Seriously? The worst thing for him was you loving your baby? That speaks volumes about him, it really does.

TheThermalStair · 15/04/2021 11:33

Are those his “struggles” with being a knobhead? Sorry but I find it really WEIRD and hard to believe that a therapist would actually be saying “OP was in the wrong to parent your child in the way a newborn baby needs” and that they would feel they knew their patient in the first session well enough to talk about his struggles or the last thing he needs.

TheThermalStair · 15/04/2021 11:35

That’s great you’ll have some quiet time at the weekend (let’s wait and see if he sabotages it by crying off or coming home early to see if you’re in bed with OM).

Is going to air bnb with your daughter not an option? I know it’s not very restful with a toddler but presumably she does go to bed at some point at which point you’d have thinking time.

ravenmum · 15/04/2021 11:48

all I could think about was coparenting plans and solutions and how we could make it work. Just can't get my brain to focus on actually staying with him at all
Your heart is one step ahead of your head!

You don't have to make a decision now. How about if you plan for both options; staying and leaving? That way you could give him a while to see how long he can keep up the good guy act, but also use that time to have everything prepared so you know exactly what you will do if you choose to leave. Things are much less scary when you have a plan.

ravenmum · 15/04/2021 11:48

And what is to stop him going off to an AirBNB for a weekend?
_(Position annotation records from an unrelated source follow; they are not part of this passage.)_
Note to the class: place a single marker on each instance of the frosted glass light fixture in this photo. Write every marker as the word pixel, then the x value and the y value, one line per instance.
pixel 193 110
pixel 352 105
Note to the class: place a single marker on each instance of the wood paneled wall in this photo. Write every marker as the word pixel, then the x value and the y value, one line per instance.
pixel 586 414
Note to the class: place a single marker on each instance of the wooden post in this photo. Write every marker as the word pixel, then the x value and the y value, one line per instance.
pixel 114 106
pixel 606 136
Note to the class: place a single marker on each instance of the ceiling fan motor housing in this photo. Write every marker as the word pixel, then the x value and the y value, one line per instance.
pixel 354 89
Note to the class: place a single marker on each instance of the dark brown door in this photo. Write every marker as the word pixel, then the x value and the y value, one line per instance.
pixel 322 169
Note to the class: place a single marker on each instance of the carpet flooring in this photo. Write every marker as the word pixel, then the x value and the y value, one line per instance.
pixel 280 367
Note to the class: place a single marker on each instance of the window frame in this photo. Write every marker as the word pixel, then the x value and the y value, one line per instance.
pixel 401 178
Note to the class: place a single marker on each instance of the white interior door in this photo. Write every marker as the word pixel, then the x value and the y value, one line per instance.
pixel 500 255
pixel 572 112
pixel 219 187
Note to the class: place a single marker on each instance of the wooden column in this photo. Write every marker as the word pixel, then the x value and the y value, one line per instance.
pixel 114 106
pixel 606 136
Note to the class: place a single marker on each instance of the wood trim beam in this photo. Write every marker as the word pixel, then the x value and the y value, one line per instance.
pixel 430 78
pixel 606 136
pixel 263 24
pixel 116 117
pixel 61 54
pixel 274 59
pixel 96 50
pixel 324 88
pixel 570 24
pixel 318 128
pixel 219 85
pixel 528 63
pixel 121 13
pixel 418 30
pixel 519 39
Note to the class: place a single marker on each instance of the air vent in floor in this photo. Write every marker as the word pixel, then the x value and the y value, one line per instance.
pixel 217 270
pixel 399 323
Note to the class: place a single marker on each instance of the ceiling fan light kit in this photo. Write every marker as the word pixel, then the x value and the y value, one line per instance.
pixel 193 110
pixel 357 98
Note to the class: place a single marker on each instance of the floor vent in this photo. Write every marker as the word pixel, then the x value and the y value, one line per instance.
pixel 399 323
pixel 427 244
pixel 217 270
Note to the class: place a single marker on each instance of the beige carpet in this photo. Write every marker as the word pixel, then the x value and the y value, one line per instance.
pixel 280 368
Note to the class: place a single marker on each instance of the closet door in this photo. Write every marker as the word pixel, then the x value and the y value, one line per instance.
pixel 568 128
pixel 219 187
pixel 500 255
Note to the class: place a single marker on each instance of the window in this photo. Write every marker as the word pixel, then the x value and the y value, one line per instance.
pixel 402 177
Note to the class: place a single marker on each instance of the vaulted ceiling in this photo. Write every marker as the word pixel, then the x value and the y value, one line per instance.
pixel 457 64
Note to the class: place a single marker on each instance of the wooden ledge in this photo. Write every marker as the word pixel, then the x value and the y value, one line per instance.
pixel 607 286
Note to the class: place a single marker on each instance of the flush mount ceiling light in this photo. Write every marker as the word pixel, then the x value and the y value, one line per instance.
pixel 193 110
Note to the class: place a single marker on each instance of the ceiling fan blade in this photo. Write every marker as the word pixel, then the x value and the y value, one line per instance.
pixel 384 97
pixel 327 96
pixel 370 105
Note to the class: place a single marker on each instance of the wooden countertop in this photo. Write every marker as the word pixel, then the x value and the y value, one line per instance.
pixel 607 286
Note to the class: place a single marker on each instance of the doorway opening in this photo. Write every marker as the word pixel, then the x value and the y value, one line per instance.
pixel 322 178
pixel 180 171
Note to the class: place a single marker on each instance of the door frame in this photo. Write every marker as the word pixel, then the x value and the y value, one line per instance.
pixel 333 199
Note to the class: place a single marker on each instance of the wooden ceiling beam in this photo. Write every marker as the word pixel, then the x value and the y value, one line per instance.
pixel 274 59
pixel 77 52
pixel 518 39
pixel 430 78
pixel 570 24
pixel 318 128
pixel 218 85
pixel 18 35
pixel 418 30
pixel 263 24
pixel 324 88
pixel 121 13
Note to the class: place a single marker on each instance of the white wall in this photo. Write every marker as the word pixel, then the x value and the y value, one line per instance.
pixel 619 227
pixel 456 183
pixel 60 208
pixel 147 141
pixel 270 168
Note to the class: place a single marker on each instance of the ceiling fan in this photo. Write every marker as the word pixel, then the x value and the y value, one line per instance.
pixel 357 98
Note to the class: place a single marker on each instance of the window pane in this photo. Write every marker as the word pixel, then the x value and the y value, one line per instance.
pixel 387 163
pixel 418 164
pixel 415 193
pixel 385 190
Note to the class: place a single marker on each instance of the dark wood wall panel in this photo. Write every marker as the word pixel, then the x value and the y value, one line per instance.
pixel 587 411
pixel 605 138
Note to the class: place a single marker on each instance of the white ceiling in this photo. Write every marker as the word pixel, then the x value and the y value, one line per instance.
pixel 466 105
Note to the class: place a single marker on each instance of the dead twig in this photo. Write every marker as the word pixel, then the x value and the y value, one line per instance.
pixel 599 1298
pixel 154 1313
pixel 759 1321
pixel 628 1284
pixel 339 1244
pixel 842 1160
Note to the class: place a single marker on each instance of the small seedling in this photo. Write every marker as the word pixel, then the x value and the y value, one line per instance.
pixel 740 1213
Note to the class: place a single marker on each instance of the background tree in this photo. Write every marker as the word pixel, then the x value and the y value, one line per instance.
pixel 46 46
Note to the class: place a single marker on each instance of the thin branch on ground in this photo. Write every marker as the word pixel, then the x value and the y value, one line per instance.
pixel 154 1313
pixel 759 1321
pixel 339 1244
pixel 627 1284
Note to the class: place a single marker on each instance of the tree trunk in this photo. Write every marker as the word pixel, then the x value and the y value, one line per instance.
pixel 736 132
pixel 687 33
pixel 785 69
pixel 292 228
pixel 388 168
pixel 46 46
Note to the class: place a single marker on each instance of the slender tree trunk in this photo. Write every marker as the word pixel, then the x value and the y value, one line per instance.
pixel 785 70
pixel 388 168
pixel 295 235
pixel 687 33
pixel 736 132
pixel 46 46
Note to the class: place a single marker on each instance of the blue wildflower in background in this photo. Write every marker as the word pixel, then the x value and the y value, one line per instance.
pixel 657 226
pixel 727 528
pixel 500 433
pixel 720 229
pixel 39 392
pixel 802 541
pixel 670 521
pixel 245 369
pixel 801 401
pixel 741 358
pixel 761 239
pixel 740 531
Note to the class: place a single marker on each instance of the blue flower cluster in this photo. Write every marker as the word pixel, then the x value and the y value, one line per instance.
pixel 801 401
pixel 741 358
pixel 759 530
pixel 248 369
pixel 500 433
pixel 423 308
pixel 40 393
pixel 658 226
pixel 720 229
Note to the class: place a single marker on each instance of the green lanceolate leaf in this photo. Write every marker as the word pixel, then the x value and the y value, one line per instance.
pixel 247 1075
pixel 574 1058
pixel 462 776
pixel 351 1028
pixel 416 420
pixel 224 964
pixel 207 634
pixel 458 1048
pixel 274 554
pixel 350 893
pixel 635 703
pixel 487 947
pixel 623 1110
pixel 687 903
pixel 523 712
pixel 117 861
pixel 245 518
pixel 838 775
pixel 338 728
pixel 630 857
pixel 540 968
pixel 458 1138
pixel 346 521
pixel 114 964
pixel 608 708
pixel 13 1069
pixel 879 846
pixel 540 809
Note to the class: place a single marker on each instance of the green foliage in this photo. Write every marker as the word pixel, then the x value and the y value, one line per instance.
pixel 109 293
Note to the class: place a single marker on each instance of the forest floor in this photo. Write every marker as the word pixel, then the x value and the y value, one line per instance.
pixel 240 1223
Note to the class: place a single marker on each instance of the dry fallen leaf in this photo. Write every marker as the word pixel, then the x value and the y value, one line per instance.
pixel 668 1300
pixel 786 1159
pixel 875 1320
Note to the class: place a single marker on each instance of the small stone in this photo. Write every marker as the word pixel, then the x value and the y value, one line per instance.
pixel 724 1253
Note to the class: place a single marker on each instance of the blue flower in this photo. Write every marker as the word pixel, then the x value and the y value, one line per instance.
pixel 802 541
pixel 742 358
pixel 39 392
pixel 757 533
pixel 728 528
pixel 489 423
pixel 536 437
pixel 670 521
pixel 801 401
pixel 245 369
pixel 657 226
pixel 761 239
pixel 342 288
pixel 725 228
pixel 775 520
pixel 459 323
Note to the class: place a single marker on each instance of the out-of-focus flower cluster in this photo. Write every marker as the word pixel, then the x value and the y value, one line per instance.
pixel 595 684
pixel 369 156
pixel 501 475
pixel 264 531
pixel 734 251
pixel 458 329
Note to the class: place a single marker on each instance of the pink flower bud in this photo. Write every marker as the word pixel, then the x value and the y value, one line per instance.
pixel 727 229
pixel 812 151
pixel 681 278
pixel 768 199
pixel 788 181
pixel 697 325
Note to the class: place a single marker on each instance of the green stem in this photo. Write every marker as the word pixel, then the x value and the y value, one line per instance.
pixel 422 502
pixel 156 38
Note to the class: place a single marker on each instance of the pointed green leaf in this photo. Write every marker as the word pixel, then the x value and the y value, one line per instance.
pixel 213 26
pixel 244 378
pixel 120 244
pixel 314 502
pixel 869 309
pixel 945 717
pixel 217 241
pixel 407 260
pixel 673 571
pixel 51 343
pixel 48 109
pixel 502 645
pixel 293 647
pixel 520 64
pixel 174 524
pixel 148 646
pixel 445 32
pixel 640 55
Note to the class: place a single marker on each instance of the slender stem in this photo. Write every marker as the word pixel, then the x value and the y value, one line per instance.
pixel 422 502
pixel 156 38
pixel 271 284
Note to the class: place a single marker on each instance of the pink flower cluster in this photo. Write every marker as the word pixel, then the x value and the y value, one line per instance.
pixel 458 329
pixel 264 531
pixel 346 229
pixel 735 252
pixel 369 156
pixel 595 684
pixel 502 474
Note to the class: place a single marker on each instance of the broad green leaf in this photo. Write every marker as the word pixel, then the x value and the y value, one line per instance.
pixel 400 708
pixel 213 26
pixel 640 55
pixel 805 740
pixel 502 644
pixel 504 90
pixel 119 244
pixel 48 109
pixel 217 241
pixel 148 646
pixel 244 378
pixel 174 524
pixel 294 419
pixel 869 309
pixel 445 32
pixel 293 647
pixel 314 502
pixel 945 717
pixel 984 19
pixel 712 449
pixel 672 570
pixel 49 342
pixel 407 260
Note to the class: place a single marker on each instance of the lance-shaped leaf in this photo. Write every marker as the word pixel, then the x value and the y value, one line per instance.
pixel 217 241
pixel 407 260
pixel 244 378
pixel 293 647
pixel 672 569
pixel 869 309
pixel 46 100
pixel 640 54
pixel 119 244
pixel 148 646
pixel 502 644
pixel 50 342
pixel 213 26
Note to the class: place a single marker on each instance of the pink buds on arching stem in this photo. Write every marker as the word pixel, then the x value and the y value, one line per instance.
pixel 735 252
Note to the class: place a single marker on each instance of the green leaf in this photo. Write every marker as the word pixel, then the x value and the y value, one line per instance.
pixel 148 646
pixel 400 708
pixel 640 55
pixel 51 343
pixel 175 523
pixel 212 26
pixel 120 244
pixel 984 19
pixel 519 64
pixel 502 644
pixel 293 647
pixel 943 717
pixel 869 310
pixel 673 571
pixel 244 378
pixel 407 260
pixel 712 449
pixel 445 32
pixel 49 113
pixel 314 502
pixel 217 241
ravenmum · 15/04/2021 11:51

what happened when our daughter arrived (him feeling pushed out by me) was the worst thing that could have happened for someone like him with his struggles
This makes no sense, though. Him feeling pushed out by you was his reaction to the perfectly normal situation of you having a baby to look after. That feeling was not something you did. It wasn't a bad thing that happened to him.

Cavagirl · 15/04/2021 12:05

@ravenmum

And what is to stop him going off to an AirBNB for a weekend?
This. Also, you say He says he doesn't want to impose on his family. I said I could go to an Airbnb (despite not wanting to leave my daughter) but that made him worry that I would be meeting OM there. This is extremely revealing. It shows where his head is at (any time I let her out of my sight she might be with OM) and it also shows where he believes your head is at - not figuring out your marriage or how to move forward, he believes if he's not keeping you where he can see you and focused entirely on him, you'll be straight off to continue with OM. So with that thinking, of course he wants you to quit your job. Sorry OP, even if you wanted to salvage it, I don't think you can, and it's clearer and clearer reading your posts your heart isn't in it either (for good reasons). You're twisting yourself in knots trying to find a way to reconcile yourself to staying in the marriage because "it's the right thing to do" and because you feel guilty about the affair, but really it seems like you're just waiting for someone to give you permission to end it. And you can give yourself that.